What about reliable messaging?

WS-ReliableMessaging adds a TCP-like reliability layer to SOAP, which makes it possible to implement HTTP-based services that have exactly-once ordered delivery guarantees. While this can be very attractive in some distributed scenarios, it’s an area of the WS-* that isn’t widely used in my experience. You can ensure exactly-once delivery over native HTTP by using idempotent operations (PUT/DELETE) and relying on consumers to retry when they don’t receive a confirmation of success. Idempotency is highly underutilized in today’s Web designs – it’s the key to reliability in your RESTful services.

What about distributed transactions?

HTTP doesn’t come with a built-in transaction protocol equivalent to WS-AtomicTransactions or the related specifications. However, it’s interesting to note that you can implement the notion of logical transactions in a RESTful service, again by treating the “transaction” as a resource. You can create a new “transaction” resource through a POST operation. Then you can PUT/DELETE other resources to transaction resource (reliably via idempotent retries). Along the way, you can retrieve the transaction itself by issuing a GET request for the “transaction” resource. And you can commit or roll back the transaction by issuing either a PUT or DELETE request to the “transaction” resource. This is another area where something is possible in REST, but probably not the simplest approach to solving the problem.

Conclusion

Designing Web services that embrace RESTful principles allows your systems to enjoy the benefits inherent in the Web platform immediately. RESTful design moves you away from traditional RPC and instead requires you to focus on resources, how your resources are identified, and how you interact with your resources through a uniform interface. In my

experience, making this mental shift is the most challenging aspect of moving towards the REST architectural style; the remaining details are easy.

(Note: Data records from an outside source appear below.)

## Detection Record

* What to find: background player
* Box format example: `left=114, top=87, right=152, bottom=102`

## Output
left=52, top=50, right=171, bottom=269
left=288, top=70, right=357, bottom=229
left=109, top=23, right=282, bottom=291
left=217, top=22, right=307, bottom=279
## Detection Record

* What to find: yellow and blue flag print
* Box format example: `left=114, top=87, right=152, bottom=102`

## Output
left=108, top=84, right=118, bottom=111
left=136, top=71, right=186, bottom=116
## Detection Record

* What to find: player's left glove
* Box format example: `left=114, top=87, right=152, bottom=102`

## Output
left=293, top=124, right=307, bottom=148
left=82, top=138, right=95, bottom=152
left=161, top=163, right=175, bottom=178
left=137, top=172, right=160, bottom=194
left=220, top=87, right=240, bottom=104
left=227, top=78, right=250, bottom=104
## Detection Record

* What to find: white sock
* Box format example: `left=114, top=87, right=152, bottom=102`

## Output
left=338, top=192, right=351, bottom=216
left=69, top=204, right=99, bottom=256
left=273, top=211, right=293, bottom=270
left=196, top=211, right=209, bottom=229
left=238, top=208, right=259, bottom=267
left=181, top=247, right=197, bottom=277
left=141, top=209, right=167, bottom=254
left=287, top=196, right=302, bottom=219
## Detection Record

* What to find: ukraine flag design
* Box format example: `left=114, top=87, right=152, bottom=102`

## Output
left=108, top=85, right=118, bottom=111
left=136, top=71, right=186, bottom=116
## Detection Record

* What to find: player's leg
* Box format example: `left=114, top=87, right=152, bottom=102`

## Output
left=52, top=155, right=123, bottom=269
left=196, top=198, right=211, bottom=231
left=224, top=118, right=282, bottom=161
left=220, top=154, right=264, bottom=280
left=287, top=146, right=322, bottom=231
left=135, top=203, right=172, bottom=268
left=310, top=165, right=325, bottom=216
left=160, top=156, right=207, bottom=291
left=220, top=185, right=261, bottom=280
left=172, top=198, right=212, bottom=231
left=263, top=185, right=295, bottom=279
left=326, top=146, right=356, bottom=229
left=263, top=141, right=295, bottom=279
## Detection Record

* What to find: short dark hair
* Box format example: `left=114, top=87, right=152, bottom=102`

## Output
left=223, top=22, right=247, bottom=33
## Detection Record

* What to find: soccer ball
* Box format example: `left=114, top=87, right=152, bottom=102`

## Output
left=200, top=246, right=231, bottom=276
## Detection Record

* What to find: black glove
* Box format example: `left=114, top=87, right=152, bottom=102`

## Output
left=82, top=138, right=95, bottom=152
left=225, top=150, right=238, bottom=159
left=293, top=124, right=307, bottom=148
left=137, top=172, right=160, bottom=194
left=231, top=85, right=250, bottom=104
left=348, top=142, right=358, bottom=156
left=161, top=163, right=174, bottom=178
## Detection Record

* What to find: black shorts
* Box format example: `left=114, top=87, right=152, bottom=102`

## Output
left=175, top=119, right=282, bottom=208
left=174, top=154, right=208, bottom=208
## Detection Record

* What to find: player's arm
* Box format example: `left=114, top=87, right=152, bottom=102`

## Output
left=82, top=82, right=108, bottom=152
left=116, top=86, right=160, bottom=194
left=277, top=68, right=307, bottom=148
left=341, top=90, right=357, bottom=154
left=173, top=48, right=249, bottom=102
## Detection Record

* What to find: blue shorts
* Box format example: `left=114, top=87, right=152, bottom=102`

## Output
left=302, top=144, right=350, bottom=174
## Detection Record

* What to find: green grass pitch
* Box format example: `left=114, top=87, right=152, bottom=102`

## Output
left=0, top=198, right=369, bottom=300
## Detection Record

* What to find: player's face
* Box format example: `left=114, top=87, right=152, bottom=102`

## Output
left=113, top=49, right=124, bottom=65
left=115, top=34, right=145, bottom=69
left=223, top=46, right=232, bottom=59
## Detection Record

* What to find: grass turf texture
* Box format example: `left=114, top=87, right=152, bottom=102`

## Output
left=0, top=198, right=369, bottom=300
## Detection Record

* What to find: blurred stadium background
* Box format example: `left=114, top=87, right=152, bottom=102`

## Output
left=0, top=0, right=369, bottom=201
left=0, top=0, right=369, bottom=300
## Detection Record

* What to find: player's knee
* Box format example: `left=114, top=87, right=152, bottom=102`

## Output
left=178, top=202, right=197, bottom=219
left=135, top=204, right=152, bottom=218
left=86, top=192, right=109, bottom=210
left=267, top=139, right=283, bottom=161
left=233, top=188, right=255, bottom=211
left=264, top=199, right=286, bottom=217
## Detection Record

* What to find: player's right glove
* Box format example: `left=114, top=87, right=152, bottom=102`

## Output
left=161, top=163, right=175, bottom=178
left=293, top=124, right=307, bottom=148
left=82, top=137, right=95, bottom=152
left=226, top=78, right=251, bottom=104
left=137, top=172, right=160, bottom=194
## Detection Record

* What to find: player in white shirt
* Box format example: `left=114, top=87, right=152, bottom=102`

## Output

Microsoft is strongly committed to REST moving forward. As you’ve seen, WCF 3.5 makes it easy to support either REST or SOAP, so you can pick what best suits your problem space. The new “Web” programming model introduced in 3.5 by [WebGet], [WebInvoke], UriTemplate, and SyndicationFeed lowers the bar for authoring RESTful services. And with the introduction of the new WCF REST Starter Kit, they’ve lowered the bar even further. The project templates make it possible to get RESTful services up and running in minutes. And for exposing data in your database in traditional CRUD scenarios, it couldn’t be easier with ADO.NET Data Services, which practically automate the process of building RESTful data-oriented services.